Back in 1996, Microsoft founder, Bill Gates, declared “content is king”. History certainly proved him right. What he didn’t predict was how undifferentiated and similar sounding it was to become in many sectors.
SITA were looking to create a series of videos that would be flexible and engaging enough to position them as thought leaders and innovators in the air transport sector. With a list of topics that included the role of AI in the sector, platforms that aid collaboration and efficiency, and SITA’s vision of the passenger journey of the future, there was certainly plenty of good content to go at.
Escape the corporate video straitjacket
However, we quickly realised that simply sticking to the tried and tested talking heads interview approach to video simply wouldn’t deliver the stand-out they were looking for.

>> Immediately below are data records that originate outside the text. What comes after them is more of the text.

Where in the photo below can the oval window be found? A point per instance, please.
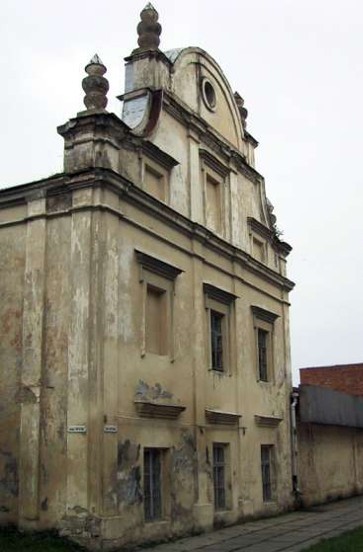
(209, 94)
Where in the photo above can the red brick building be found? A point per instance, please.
(347, 378)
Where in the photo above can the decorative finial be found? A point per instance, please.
(243, 113)
(149, 30)
(95, 84)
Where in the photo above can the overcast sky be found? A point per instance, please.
(297, 63)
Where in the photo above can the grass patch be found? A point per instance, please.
(12, 540)
(352, 541)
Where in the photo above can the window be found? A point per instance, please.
(262, 337)
(216, 203)
(264, 323)
(152, 484)
(155, 181)
(213, 203)
(218, 305)
(216, 333)
(267, 472)
(220, 476)
(157, 279)
(259, 250)
(156, 327)
(208, 94)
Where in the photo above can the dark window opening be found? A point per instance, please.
(219, 477)
(152, 484)
(262, 354)
(216, 324)
(266, 471)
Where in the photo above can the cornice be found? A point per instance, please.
(214, 163)
(220, 295)
(102, 177)
(157, 266)
(260, 228)
(221, 417)
(214, 141)
(281, 247)
(267, 421)
(264, 315)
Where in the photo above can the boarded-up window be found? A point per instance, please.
(152, 484)
(267, 472)
(213, 204)
(156, 334)
(155, 182)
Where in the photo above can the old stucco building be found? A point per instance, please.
(144, 353)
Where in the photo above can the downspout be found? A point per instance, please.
(294, 448)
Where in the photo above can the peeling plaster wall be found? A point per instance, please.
(83, 396)
(330, 462)
(11, 311)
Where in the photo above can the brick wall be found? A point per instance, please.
(347, 378)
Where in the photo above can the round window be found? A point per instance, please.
(209, 94)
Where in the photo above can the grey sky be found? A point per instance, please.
(297, 63)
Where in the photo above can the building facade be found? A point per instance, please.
(347, 378)
(329, 443)
(144, 353)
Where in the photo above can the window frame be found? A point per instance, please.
(161, 276)
(157, 506)
(221, 471)
(212, 169)
(221, 303)
(268, 472)
(264, 324)
(159, 172)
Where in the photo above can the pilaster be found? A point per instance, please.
(31, 375)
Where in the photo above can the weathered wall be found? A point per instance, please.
(84, 396)
(347, 378)
(330, 462)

Instead, we decided to break the mould. In contrast to the big corporate videos of competitors, we rethought the format and opted to create video content with a much more conversational, informal style. Not only did this show SITA’s less corporate, more relaxed ethos but it also ensured that participants felt more comfortable and relaxed in front of camera. We also chose a deliberate mix of seniority levels within the company so that in some cases a graduate or intern was questioning a senior Vice President or a Director. In keeping with this approach, locations were carefully selected to enhance the relaxed, informal feel and included a coffee shop, outdoor seating area and recreational spaces.
Engaging, chilled out content
The result was a series of engaging informal conversations, which clearly showcased the quality of SITA’s people and their firm grasp of the topics. The format allowed them to share their thoughts and views in an interesting and conversational way and avoided sounding like a series of pre-approved official soundbites.